Oil imports drop in pipeline
Updated: 2011-01-13 09:41
By Winnie Zhu (China Daily)
Workers at an oil production facility in Dongying, Shandong province. China's oil demand growth may slow to 5.4 percent this year from an estimated 9.5 percent in 2010, according to data from the International Energy Agency. [Photo / China Daily]
Slowing growth, growing domestic capacity may result in 23% decline
SHANGHAI - China's net imports of oil products may fall 23 percent this year as the world's fastest-growing economy slows and domestic refiners expand capacity, according to the research unit of China National Petroleum Corp (CNPC).
Net imports of products including gasoline, diesel, kerosene and naphtha may drop to 12.4 million tons from 16 million tons, said Gong Jinshuang, a senior engineer at the CNPC Research Institute of Economics and Technology.
China is shifting to a "prudent" monetary policy to rein in liquidity, combat accelerating inflation and limit the risk of asset bubbles, damping energy consumption. The country's oil demand growth may slow to 5.4 percent this year from an estimated 9.5 percent in 2010, according to data from the International Energy Agency.
"Diesel consumption will slow this year because of the cooling economy," Gong said. "China's refining capacity will also reduce the need for imports to some extent. Those capacities added late last year will ramp up output this year."
The country's refining capacity may expand by 400,000 barrels a day in 2011, a Bloomberg survey of five analysts last month shows. This would be a slowdown from an estimated increase of more than 630,000 barrels a day in 2010, according to a forecast by CNPC in February last year.
Diesel demand slows
The drop in Chinese oil-product imports and refining capacity expansion may cut regional refining profits, said Brynjar Eirik Bustnes, an oil analyst at JPMorgan Chase & Co.
Asian diesel's premium to crude oil, a measure of the profit from making the fuel, gained 16 percent this year to $14.89 a barrel, boosted by Chinese demand in the fourth quarter.
Factories in China turned to diesel power generators after local governments limited electricity supplies to meet energy-saving targets last year.
Diesel demand may climb 6 percent to 164 million tons this year, slowing from the 11.1 percent growth in 2010, as the economy cools, Gong said.

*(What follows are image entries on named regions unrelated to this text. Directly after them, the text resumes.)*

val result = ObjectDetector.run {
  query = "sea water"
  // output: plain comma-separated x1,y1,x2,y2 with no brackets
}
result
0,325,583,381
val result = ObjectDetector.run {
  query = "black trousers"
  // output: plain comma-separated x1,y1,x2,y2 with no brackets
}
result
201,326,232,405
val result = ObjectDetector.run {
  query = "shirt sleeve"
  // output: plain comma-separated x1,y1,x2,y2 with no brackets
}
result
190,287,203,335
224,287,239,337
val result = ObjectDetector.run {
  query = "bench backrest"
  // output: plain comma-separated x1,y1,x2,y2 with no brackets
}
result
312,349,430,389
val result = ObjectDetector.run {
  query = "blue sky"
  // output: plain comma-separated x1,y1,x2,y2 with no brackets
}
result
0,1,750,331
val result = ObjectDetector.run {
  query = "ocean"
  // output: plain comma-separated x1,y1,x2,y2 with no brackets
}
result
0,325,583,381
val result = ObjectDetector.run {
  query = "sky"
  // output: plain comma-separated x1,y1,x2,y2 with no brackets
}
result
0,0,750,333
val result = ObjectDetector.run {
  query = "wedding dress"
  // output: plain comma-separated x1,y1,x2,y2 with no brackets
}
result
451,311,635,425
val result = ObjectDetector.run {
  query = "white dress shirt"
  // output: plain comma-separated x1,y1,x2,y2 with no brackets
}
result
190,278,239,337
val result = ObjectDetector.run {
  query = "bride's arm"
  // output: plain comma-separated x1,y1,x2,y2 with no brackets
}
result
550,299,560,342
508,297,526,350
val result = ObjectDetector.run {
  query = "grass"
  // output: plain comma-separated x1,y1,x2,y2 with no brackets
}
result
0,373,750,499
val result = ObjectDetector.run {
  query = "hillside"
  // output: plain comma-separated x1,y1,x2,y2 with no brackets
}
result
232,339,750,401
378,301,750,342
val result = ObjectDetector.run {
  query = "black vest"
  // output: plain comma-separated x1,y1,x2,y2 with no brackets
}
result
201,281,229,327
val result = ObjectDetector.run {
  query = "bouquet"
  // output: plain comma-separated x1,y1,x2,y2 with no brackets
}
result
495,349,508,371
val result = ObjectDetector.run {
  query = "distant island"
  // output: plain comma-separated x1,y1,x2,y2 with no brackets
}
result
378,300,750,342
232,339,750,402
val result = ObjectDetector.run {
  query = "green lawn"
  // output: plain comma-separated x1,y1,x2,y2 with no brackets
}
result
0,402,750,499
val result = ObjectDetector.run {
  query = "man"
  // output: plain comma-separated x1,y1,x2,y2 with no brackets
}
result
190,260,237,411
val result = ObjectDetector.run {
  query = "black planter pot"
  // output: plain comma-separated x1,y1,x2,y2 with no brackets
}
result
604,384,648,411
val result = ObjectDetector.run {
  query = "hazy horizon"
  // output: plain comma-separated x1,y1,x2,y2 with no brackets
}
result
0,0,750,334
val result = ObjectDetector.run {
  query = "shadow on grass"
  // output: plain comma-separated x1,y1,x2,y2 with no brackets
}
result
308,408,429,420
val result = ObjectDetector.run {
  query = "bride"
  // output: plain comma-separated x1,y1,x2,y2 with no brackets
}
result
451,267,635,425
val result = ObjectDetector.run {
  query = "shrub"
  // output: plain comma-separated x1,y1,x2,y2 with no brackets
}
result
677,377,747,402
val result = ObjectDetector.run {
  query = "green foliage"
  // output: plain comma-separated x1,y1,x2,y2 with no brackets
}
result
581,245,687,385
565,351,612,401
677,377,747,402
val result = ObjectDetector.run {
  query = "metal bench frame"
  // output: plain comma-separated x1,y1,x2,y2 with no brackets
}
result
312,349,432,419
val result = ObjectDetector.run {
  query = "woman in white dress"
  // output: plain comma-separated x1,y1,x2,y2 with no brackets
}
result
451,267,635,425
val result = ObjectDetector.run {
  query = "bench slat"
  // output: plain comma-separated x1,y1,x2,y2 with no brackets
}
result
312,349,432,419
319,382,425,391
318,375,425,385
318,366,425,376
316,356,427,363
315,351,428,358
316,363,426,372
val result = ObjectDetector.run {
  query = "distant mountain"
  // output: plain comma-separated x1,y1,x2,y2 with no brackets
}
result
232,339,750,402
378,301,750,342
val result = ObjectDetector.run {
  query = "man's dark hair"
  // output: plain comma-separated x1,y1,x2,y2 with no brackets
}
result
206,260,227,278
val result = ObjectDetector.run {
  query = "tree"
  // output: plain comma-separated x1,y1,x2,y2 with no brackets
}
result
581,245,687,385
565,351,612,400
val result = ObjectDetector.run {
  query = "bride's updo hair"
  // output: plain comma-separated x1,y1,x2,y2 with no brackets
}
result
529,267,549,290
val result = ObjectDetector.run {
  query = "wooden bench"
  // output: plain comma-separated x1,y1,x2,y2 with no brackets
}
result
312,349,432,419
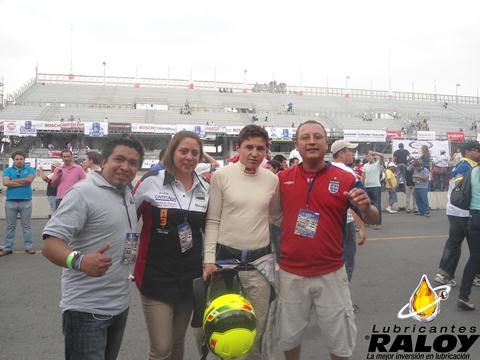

Kerosene consumption may gain 8.8 percent to 18.5 million tons, compared with the 13.6 percent increase last year, according to Gong.
Gasoline demand may rise 5.9 percent to 74.6 million tons in 2011, compared with 5 percent last year, Gong said. Use of the fuel will be curbed by slowing vehicle sales, he said.
Auto sales growth may slow to as much as 15 percent this year from 32 percent in 2010 after the government withdrew tax breaks and rural subsidies that helped the nation overtake the United States as the world's biggest auto market, according to the China Association of Automobile Manufacturers.
China ordered banks to set aside more reserves six times and boosted interest rates twice in 2010 to curb asset bubbles after record gains in lending and property prices. The country's consumer prices jumped 5.1 percent in November, the most in 28 months.
Gross domestic product may grow 9.2 percent this year, compared with 10 percent in 2010, according to a Bloomberg survey of 17 economists last month.